How many hosts & clients are we talking about? How old are your existing PC's? Do you have any existing RDS services in operation? What's the end goal?
This is for a home setup guys. Perhaps a bit overkill, but I would still like to run the setup out of a curiosity/hobby sort of way rather than because it is essential or work related. I was thinking of recycling my 1366 setup into an esxi server, so I could run various linux distros, perhaps a couple of windows O/S and have a look at the apple O/S as well. Just a virtualised play ground for myself. There is no vt-d on my cpu unfortunately. I had a look at the PCI-express cards they seem to be a few hundred pounds so not really crazy expensive. Which makes it feasible to do for myself. All I would need is a few more sticks of ram and maybe some network cards depending on how my mobo turns out when it comes to esxi compatibility. Ivan you mentioned offload cards, could you explain what part these play. Or could you elaborate a little on how the actual infrastructure is setup. (I've just watched a video on the evga website, it looks like a server off load card would be super overkill) My thoughts at the moment are that I could set up an esxi server, throw in a PCoIP host card and hopefully use a thin/zero client or free client software to access the VMs. Am I heading in the right direction or am I missing something. I'm sorry if the questions are a bit simple but googling really isn't turning up much for me. This type of setup seems to be more on the inside of corporate IT rather than information that is freely out there.

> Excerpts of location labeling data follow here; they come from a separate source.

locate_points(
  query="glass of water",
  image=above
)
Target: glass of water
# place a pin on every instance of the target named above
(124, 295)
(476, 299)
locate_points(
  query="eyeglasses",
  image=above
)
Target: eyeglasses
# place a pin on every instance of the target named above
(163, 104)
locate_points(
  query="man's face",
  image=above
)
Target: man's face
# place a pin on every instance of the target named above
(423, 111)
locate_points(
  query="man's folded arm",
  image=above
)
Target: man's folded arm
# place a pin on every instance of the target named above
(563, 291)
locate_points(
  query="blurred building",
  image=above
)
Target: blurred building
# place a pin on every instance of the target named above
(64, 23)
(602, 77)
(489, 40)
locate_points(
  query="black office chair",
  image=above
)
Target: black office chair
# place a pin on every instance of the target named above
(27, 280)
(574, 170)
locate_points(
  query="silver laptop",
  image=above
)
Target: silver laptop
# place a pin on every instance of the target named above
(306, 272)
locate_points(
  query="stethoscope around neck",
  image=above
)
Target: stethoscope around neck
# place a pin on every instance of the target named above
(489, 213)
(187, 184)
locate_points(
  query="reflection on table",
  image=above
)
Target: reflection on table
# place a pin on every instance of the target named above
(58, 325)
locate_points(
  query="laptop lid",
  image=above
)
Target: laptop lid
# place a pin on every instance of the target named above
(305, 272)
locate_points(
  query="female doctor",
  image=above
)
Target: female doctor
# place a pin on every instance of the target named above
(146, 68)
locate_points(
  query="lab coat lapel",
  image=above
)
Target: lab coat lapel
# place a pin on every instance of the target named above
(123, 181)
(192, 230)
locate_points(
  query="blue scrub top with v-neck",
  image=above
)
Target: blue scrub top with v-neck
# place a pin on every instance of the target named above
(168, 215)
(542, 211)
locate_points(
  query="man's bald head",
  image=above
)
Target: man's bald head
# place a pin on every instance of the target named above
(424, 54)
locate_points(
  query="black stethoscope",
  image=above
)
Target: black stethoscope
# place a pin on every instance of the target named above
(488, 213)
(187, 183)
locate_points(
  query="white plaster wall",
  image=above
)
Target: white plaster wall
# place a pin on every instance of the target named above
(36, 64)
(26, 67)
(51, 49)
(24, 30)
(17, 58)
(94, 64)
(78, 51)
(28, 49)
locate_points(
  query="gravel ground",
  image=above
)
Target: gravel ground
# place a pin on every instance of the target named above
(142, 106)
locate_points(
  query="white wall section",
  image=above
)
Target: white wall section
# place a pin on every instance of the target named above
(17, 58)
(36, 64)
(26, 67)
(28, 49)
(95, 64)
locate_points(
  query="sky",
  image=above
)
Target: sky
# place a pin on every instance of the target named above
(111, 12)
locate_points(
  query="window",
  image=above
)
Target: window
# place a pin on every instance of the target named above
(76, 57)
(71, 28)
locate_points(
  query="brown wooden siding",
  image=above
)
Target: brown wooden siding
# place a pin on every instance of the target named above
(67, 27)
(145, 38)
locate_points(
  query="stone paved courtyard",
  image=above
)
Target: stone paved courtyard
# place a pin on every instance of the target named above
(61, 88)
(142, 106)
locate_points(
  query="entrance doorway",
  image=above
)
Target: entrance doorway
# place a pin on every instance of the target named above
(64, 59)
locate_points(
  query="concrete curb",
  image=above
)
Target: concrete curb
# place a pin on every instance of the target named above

I wouldn't even consider it for less than 30 users. Especially for single user the performance benefits would be nearly non existent for quite a large cost. Sure it would be fun to tinker with but in your situation I would definitely just go for something like a basic nettop or even old cheap Athlon systems or whatever you can get for cheap and remote in with RDP to your vms on the server. If you just want to fiddle around with things for fun might as well do it on the cheap.
But couldn't I do things such as look at you tube videos or other media which I wouldn't be able to do using RDP (I try to avoid vnc where possible) I believe I saw a dude playing counter strike over PCoIP I thought I could use a virtualised linux for my 90% of the time O/S so it would be nice to have a close to real metal experience as possible
you could use something like multipoint server, with zero clients, although it isn't recommended for less than 5-10 peeps if you need office on it.
I believe multipoint server would be more multiple instances of the one O/S. I'm more interested in having a few of each. (linux windows mac etc) Edit: I've been looking into this a bit more and if I was going to do this I believe I would need vmware view licenses, server 2008 licenses and just a bunch of crap that is way out of range on what I would spend for a home lab. Which is a pitty.